-----Original Message-----
From: Marc Zyngier <maz@xxxxxxxxxx>
Sent: Monday, January 18, 2021 9:26 PM
To: Jianyong Wu <Jianyong.Wu@xxxxxxx>
Cc: Justin He <Justin.He@xxxxxxx>; nd <nd@xxxxxxx>; will@xxxxxxxxxx;
kvmarm@xxxxxxxxxxxxxxxxxxxxx; linux-arm-kernel@xxxxxxxxxxxxxxxxxxx
Subject: Re: [PATCH] arm64/kvm: correct the error report in
kvm_handle_guest_abort
On 2021-01-18 13:04, Jianyong Wu wrote:
> Hi Marc,
>
>> -----Original Message-----
>> From: kvmarm-bounces@xxxxxxxxxxxxxxxxxxxxx <kvmarm-
>> bounces@xxxxxxxxxxxxxxxxxxxxx> On Behalf Of Jianyong Wu
>> Sent: Saturday, January 16, 2021 4:47 PM
>> To: Marc Zyngier <maz@xxxxxxxxxx>
>> Cc: Justin He <Justin.He@xxxxxxx>; nd <nd@xxxxxxx>; will@xxxxxxxxxx;
>> kvmarm@xxxxxxxxxxxxxxxxxxxxx; linux-arm-kernel@xxxxxxxxxxxxxxxxxxx
>> Subject: RE: [PATCH] arm64/kvm: correct the error report in
>> kvm_handle_guest_abort
>>
>> Hi Marc,
>>
>> > -----Original Message-----
>> > From: Marc Zyngier <maz@xxxxxxxxxx>
>> > Sent: Friday, January 15, 2021 7:21 PM
>> > To: Jianyong Wu <Jianyong.Wu@xxxxxxx>
>> > Cc: James Morse <James.Morse@xxxxxxx>; will@xxxxxxxxxx; Suzuki
>> Poulose
>> > <Suzuki.Poulose@xxxxxxx>; linux-arm-kernel@xxxxxxxxxxxxxxxxxxx;
>> > kvmarm@xxxxxxxxxxxxxxxxxxxxx; Steve Capper
<Steve.Capper@xxxxxxx>;
>> > Justin He <Justin.He@xxxxxxx>; nd <nd@xxxxxxx>
>> > Subject: Re: [PATCH] arm64/kvm: correct the error report in
>> > kvm_handle_guest_abort
>> >
>> > On 2021-01-15 09:30, Jianyong Wu wrote:
>> > > Currently, error report when cache maintenance at read-only
>> > > memory range, like rom, is not clear enough and even not correct.

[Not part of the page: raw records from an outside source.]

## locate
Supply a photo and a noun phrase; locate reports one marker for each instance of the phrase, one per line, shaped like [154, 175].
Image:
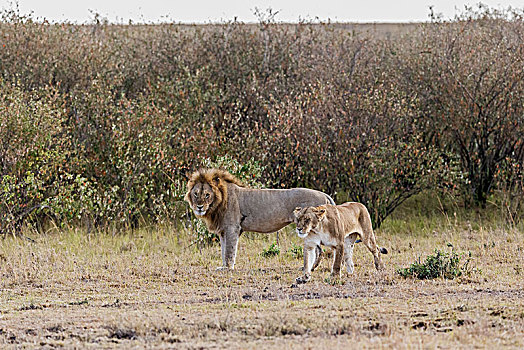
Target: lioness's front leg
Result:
[337, 261]
[309, 259]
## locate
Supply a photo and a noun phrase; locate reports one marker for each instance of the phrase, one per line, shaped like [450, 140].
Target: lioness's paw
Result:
[224, 268]
[303, 279]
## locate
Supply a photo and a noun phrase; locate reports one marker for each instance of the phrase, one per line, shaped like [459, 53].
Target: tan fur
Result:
[229, 208]
[336, 226]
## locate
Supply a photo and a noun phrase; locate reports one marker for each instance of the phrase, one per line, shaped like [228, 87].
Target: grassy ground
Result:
[152, 289]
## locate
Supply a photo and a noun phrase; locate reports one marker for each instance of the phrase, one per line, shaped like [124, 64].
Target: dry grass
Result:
[145, 289]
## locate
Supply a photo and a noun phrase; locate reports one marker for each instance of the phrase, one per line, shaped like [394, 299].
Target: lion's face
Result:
[308, 219]
[201, 198]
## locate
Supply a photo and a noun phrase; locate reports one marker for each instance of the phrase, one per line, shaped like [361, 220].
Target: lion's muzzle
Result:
[199, 210]
[301, 233]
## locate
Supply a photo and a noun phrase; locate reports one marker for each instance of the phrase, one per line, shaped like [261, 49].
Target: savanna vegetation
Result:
[101, 123]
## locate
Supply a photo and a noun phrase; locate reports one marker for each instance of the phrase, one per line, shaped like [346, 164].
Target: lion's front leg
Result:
[229, 246]
[309, 259]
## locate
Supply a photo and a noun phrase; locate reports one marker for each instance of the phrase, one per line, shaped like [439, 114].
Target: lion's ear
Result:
[320, 212]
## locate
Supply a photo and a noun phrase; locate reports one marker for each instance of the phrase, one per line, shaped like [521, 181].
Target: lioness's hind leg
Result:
[349, 244]
[371, 244]
[318, 252]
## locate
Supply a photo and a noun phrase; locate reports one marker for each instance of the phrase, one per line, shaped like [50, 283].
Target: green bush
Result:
[296, 251]
[100, 124]
[271, 251]
[440, 265]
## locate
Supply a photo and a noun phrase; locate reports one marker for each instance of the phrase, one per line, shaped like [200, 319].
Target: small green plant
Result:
[441, 264]
[272, 250]
[296, 251]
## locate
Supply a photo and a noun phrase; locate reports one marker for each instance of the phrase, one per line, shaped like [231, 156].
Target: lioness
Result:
[336, 226]
[229, 208]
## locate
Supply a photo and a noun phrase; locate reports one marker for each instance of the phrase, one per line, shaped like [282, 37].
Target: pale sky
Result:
[204, 11]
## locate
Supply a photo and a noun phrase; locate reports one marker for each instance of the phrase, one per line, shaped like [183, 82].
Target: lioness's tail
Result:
[330, 200]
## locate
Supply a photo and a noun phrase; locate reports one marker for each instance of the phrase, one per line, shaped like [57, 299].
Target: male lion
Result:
[229, 208]
[336, 226]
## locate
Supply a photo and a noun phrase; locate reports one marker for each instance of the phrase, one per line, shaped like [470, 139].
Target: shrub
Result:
[296, 251]
[440, 265]
[271, 251]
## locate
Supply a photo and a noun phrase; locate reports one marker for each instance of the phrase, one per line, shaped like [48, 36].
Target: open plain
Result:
[152, 288]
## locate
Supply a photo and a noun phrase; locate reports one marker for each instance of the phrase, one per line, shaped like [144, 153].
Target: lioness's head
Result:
[205, 191]
[308, 219]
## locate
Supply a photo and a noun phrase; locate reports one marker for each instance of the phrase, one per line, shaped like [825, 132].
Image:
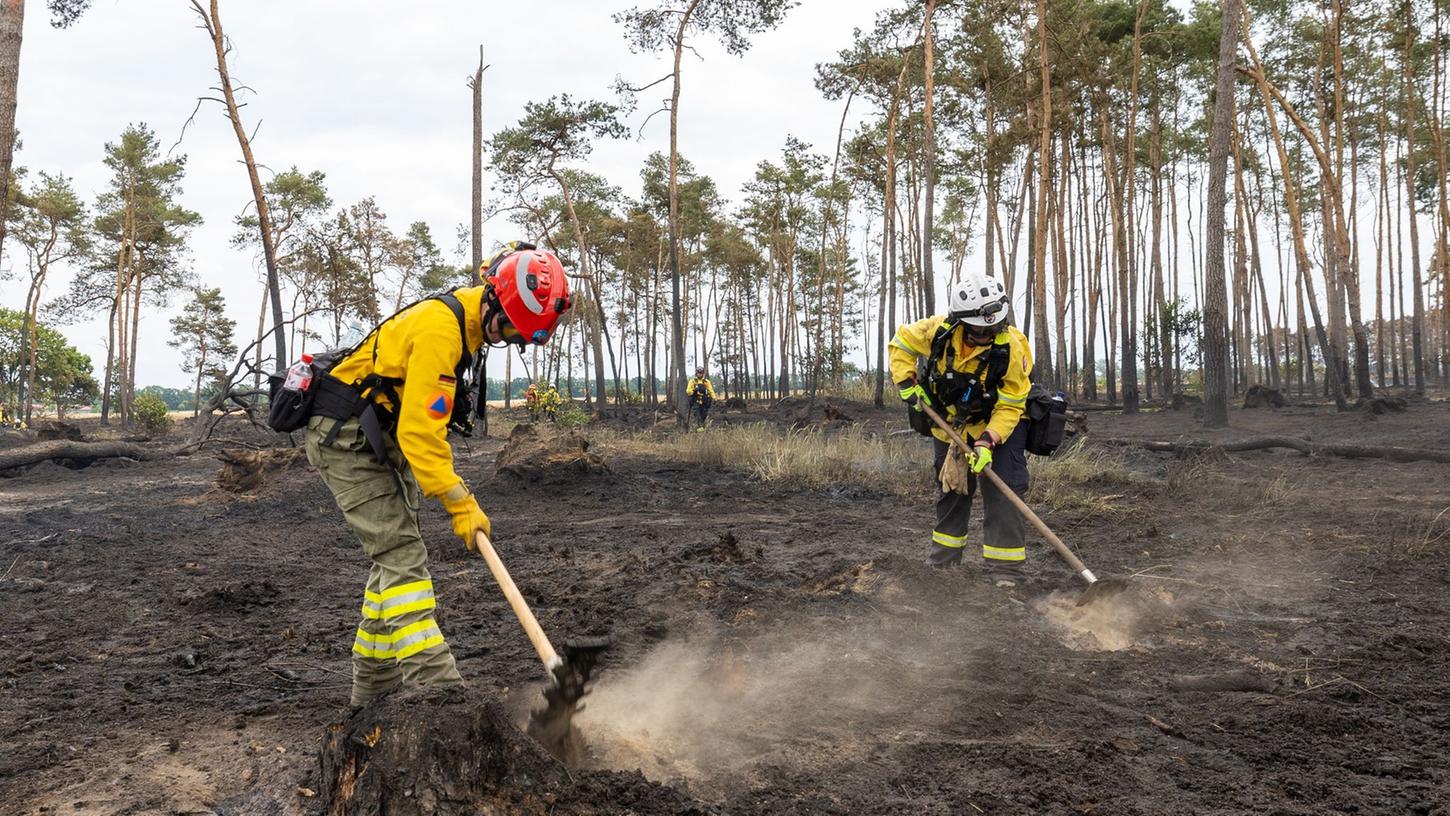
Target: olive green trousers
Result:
[398, 639]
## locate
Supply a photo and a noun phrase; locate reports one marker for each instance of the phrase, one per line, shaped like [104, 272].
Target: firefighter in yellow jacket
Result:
[379, 432]
[701, 394]
[975, 370]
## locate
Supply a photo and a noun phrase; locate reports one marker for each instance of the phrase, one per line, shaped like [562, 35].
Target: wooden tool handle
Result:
[521, 608]
[1011, 494]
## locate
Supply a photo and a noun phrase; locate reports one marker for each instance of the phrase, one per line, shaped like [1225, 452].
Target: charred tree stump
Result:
[434, 754]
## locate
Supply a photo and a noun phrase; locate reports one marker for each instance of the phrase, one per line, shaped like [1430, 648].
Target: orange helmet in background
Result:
[531, 289]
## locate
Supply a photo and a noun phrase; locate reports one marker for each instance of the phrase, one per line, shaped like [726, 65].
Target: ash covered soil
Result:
[174, 648]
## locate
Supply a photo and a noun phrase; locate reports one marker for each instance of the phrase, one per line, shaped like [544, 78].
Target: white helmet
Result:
[978, 300]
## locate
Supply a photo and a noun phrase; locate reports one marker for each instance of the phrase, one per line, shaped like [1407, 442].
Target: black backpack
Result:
[290, 410]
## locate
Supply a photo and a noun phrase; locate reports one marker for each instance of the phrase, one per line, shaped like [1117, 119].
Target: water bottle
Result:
[299, 376]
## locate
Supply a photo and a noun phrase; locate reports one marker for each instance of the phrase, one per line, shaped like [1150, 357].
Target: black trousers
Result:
[1005, 529]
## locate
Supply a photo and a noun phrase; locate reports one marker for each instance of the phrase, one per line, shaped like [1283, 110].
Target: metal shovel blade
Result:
[1104, 589]
[554, 723]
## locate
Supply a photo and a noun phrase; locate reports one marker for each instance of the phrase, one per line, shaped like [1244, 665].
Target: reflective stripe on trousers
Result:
[416, 596]
[400, 644]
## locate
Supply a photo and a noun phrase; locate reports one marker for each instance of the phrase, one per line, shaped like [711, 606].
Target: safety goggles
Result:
[982, 332]
[985, 310]
[514, 336]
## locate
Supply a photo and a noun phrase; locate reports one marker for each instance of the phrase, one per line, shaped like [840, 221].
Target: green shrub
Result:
[150, 412]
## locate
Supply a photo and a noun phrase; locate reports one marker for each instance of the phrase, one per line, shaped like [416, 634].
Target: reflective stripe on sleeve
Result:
[1004, 552]
[904, 345]
[953, 541]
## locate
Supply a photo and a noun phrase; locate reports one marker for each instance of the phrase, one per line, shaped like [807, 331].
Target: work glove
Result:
[953, 473]
[912, 392]
[467, 516]
[980, 458]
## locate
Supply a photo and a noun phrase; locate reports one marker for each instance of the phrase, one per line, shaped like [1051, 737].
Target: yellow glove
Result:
[980, 458]
[467, 516]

>> > > As the specific error is definitely known by kvm, it is obliged
>> > > to give it out.
>> > >
>> > > Fox example, in a qemu/kvm VM, if the guest do dc at the pflash
>> > > range from
>> > > 0 to 128M, error is reported by kvm as "Data abort outside
>> > > memslots with no valid syndrome info" which is not quite correct.
>> > >
>> > > Signed-off-by: Jianyong Wu <jianyong.wu@xxxxxxx>
>> > > ---
>> > > arch/arm64/kvm/mmu.c | 12 +++++++++---
>> > > 1 file changed, 9 insertions(+), 3 deletions(-)
>> > >
>> > > diff --git a/arch/arm64/kvm/mmu.c b/arch/arm64/kvm/mmu.c index
>> > > 7d2257cc5438..de66b7e38a5b 100644
>> > > --- a/arch/arm64/kvm/mmu.c
>> > > +++ b/arch/arm64/kvm/mmu.c
>> > > @@ -1022,9 +1022,15 @@ int kvm_handle_guest_abort(struct
kvm_vcpu
>> > > *vcpu)
>> > > * So let's assume that the guest is just being
>> > > * cautious, and skip the instruction.
>> > > */
>> > > - if (kvm_is_error_hva(hva) && kvm_vcpu_dabt_is_cm(vcpu))
>> > {
>> > > - kvm_incr_pc(vcpu);
>> > > - ret = 1;
>> > > + if (kvm_vcpu_dabt_is_cm(vcpu)) {
>> > > + if (kvm_is_error_hva(hva)) {
>> > > + kvm_incr_pc(vcpu);
>> > > + ret = 1;
>> > > + goto out_unlock;
>> > > + }
>> > > +
>> > > + kvm_err("Do cache maintenance in the read-
only
>> > memory range\n");
>> >
>> > We don't scream on the console for guests bugs.
>> Ok
>>
>> >
>> > > + ret = -EFAULT;
>> > > goto out_unlock;
>> > > }
>> >
>> > And what is userspace going to do with that? To be honest, I'd
>> > rather not report it in any case:
>> >
>> > - either it isn't mapped, and there is no cache to clean/invalidate
>> > - or it is mapped read-only:
>> > - if it is a "DC IVAC", the guest should get the fault as per
>> > the ARM ARM. But I don't think we can identify the particular CMO
>> > at this stage, so actually performing an invalidation is the least
>> > bad thing to do.
>> >
>> > How about this (untested)?
>
> I have tested for this. It works that DC ops can pass on memory range
> for rom. But there is performance issue. It takes too long a time that
> do DC on rom range compared with on normal memory range. Here is
some
> data:
> Ops memory type size
> time
> dc civac rom memory 128M
> 6700ms;
> dc civac writable normal memory 128M
> 300ms;
>
> It's a single thread test and may be worse on multi thread. I'm not
> sure we can bear it. WDYT?
The problem is that the guest is invalidating one cache-line at a
time, but we
invalidate 128M at a time in your example.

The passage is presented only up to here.